The organization structure should be adapted to accommodate a new operating environment if any positions have been outsourced or replaced by automation. The organization may choose to release or repurpose the extra capacity provided by the new solutions. Alternatively, the department may be able to take on additional volume, either through acquisition or service expansion. It is also important to consider the remaining staff – if and how they should be restructured, as well as their new required skillset. If bots work the more routine, repeatable tasks, then staff are left with the more complex exceptions. Take the example of using bots to automate the authorization process as part of financial clearance. If the bots are able to retrieve most authorizations online, staff would be responsible for calling payers and providers and validating whether an authorization is needed, or for resolving a more complicated missing authorization. The skillset required to accomplish this task has become more narrowly defined and more complex. Organizations should change job descriptions, training and hiring practices in accordance with the updated business processes. Furthermore, productivity standards (in-house and BPO) may need to be re-evaluated and updated based on the assumption that remaining human tasks will be more complicated and take longer to complete.
Getting Started
Several key steps come to mind when thinking about how to structure hybrid (in-house/BPO/RPA) organizations and operating model:
1. Understand and document RPA and BPO capabilities and limitations. For example:
a. Walk your process front to back, in detail, and document:
i. All the steps required for the process to be completed
ii. Decisions to be made at each step
iii. Separate the decisions that only humans can make from rules that can be programmed (the RPA rules)

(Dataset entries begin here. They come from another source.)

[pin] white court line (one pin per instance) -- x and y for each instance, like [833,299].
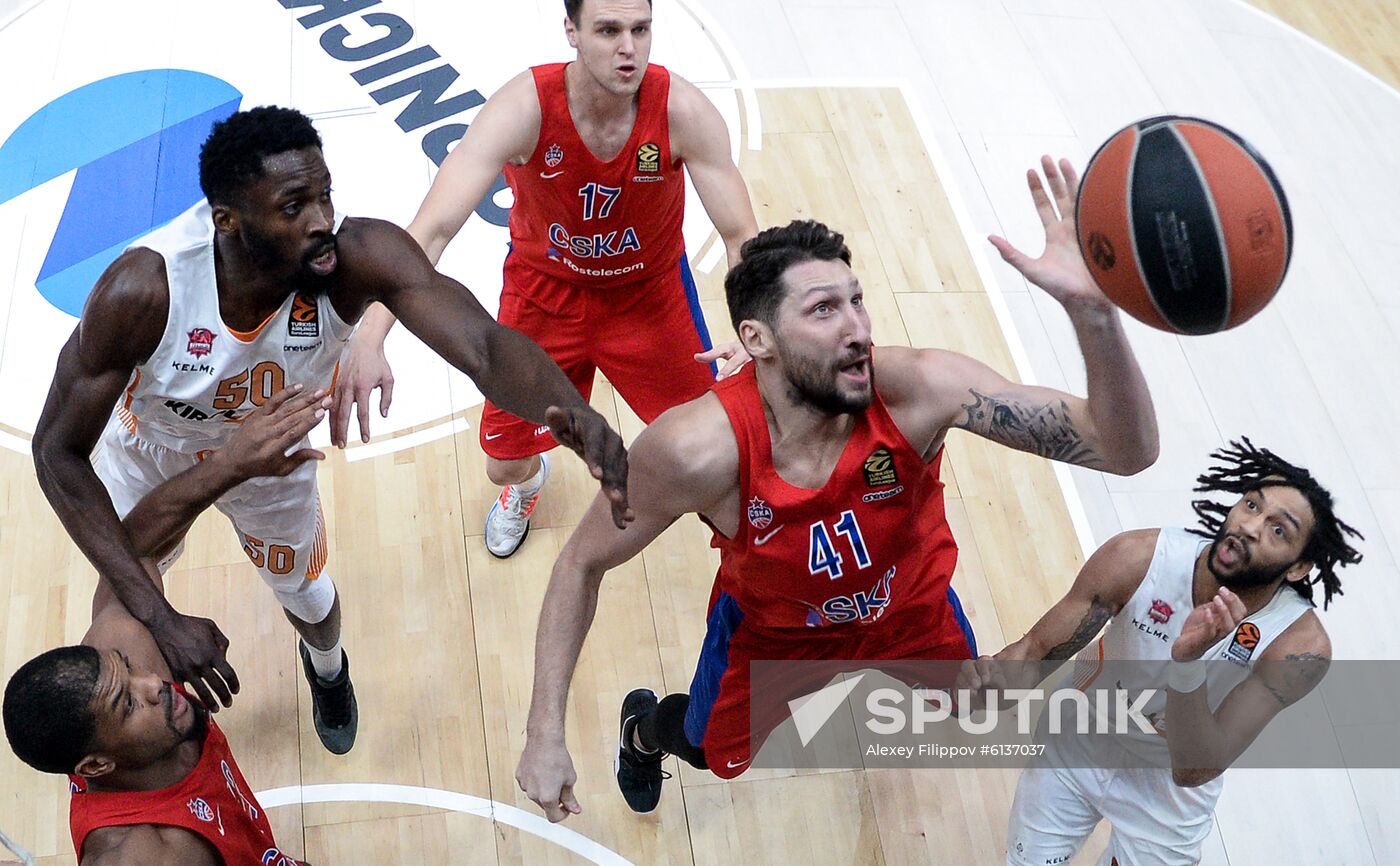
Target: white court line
[753,119]
[451,800]
[20,11]
[392,444]
[977,246]
[1326,49]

iv. For human decisions, separate complex, nuanced issues that require years of knowledge from simpler issues on which new people can be easily trained. The former are good candidates for in-house staff and the rest for BPO
b. For RPA rules and functions
i. Create detailed maps of all RPA to system and website interactions at a sufficient detail to tell the bot where to go and what to do
ii. Document exceptions and ambiguous steps
iii. Create paths to handle exceptions and either eliminate ambiguity or move that step to a human
c. For non-RPA rules and functions
i. Understand the level of sophistication of the BPO partner and scope to determine what they can do
ii. Whatever BPO cannot do or you do not want them to do, assign to in-house staff
2. Prepare a business case
a. Determine, from the above process, a preliminary division of labor and costs
b. Work with BPO partner, RPA vendors and sometimes even consultants to determine one-time and ongoing costs
3. Develop a pilot implementation plan
a. Select processes to pilot, for both RPA and BPO
b. Work closely with IT to understand timeframes and limitations
c. Select a team to manage the overall implementation
d. Determine what will happen to staff replaced by the new technology and prepare a plan to repurpose or exit
e. Create a communications plan
4. Launch the first pilot(s) and learn as you go
a. Most successful pilot(s) will require rapid iterations from stakeholders to address any unexpected issues and/or enhance the solution.

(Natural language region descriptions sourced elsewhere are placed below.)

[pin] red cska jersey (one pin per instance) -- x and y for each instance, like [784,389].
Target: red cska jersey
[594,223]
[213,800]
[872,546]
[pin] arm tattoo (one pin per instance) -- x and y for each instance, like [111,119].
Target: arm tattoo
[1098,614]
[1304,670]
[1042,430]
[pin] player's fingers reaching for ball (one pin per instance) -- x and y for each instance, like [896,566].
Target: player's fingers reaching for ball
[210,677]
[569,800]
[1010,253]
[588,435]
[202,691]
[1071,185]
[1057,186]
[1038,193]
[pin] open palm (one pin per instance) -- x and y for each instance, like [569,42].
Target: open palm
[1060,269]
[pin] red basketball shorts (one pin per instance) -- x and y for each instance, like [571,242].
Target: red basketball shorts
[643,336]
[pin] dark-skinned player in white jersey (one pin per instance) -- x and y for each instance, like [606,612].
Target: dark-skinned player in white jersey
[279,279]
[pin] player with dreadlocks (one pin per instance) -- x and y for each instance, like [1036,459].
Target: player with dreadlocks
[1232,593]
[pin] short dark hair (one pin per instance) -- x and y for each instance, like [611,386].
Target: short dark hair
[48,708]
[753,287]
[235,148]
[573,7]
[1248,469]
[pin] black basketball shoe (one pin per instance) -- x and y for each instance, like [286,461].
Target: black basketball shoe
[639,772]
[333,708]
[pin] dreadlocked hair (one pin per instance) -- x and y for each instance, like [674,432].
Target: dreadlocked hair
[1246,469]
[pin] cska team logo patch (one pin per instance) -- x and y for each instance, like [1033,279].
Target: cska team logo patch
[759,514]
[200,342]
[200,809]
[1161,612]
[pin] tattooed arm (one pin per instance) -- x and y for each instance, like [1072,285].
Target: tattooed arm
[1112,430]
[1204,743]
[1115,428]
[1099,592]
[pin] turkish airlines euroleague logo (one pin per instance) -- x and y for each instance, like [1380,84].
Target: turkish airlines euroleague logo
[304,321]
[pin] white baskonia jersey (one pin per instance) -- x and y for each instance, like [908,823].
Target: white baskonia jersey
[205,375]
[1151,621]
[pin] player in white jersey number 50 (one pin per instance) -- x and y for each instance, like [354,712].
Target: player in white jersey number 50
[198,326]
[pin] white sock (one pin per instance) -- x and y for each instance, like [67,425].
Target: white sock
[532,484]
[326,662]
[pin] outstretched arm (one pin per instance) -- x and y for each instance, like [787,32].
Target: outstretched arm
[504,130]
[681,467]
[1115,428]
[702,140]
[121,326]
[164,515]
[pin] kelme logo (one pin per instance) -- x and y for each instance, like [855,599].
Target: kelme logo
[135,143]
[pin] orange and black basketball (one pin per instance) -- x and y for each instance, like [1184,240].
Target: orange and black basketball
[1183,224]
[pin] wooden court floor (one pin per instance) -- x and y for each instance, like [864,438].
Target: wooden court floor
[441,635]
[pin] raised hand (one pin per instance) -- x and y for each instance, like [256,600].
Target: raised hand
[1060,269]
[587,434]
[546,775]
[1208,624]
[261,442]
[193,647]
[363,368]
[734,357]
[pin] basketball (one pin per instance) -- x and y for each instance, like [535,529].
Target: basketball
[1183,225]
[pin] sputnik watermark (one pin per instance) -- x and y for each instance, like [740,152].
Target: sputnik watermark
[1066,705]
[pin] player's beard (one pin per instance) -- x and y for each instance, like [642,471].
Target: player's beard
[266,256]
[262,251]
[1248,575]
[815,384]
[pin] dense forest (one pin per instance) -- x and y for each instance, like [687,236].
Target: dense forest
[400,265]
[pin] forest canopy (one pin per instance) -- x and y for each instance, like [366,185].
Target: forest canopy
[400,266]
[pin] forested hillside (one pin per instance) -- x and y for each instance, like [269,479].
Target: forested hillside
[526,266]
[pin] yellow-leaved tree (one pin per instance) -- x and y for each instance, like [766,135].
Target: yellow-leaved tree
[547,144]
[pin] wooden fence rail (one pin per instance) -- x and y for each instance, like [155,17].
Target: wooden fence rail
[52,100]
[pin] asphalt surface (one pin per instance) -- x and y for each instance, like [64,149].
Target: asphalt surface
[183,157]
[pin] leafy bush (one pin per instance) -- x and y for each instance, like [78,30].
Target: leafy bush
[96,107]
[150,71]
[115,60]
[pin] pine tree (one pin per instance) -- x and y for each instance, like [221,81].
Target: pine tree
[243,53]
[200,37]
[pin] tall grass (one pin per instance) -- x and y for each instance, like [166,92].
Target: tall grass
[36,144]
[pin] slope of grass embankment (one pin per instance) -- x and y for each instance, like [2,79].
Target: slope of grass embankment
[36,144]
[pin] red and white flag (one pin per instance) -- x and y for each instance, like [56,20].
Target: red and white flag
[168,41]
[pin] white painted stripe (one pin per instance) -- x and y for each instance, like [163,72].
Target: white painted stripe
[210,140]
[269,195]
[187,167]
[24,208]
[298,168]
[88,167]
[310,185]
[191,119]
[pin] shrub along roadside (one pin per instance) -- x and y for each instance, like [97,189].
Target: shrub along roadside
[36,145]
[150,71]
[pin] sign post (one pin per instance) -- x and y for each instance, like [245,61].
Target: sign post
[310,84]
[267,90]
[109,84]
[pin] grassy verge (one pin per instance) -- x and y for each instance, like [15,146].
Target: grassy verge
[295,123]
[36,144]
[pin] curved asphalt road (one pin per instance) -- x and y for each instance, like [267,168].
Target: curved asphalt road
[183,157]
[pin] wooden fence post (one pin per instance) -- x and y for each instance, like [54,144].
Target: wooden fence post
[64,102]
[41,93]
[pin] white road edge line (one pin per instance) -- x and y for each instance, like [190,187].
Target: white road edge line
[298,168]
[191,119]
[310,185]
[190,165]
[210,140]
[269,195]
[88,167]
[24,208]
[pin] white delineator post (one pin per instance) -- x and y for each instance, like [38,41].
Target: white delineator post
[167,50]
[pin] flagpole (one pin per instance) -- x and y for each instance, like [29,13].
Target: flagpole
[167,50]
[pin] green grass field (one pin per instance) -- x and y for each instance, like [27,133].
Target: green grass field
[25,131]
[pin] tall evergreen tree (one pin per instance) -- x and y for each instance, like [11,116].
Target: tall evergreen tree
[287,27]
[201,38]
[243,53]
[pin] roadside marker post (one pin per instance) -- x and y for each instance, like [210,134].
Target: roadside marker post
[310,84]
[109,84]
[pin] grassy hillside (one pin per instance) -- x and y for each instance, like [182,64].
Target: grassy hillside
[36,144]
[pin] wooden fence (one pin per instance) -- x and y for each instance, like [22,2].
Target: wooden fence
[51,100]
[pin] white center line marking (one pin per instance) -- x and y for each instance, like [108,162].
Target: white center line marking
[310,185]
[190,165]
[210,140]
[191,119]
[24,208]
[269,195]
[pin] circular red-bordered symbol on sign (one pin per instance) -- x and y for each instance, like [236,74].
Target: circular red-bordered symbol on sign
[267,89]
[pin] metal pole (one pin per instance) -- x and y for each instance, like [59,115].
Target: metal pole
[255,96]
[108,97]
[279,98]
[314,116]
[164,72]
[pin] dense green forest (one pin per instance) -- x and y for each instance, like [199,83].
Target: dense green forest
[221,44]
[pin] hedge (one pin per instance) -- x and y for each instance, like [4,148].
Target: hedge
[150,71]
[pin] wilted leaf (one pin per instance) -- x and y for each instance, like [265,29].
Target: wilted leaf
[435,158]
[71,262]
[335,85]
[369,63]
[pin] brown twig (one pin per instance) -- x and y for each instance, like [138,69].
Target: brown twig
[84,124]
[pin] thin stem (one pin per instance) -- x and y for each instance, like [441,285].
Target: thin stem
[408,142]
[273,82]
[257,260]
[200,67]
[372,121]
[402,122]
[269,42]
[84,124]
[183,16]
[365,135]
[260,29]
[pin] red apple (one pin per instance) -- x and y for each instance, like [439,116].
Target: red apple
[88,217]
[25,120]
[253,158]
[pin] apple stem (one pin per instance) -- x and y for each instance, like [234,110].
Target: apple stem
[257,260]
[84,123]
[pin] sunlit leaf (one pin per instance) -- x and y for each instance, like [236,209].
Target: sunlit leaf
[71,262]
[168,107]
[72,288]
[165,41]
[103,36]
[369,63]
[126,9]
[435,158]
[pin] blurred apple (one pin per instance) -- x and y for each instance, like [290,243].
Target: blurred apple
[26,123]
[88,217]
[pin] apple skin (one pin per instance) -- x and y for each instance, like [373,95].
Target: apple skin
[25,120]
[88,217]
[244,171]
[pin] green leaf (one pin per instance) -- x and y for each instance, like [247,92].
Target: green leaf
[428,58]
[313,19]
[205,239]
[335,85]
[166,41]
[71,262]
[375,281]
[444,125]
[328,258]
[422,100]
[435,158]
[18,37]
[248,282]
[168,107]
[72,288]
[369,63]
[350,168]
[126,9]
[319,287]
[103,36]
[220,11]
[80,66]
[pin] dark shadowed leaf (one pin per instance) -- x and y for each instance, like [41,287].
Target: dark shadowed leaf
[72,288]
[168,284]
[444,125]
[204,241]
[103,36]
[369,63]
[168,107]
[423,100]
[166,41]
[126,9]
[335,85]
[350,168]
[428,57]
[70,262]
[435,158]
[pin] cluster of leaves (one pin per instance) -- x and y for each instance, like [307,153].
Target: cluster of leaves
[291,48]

b. Keep detailed documentation of any and all modifications for easy reference
Bottom line
RPA and BPO should be considered as complementary and not as competing technologies. Whether a provider is already outsourcing parts of revenue cycle or performing all processes in-house, restructuring to take advantage of the combined efficiencies of RPA and BPO could bring about sizable cost reductions and potentially, minor revenue improvements.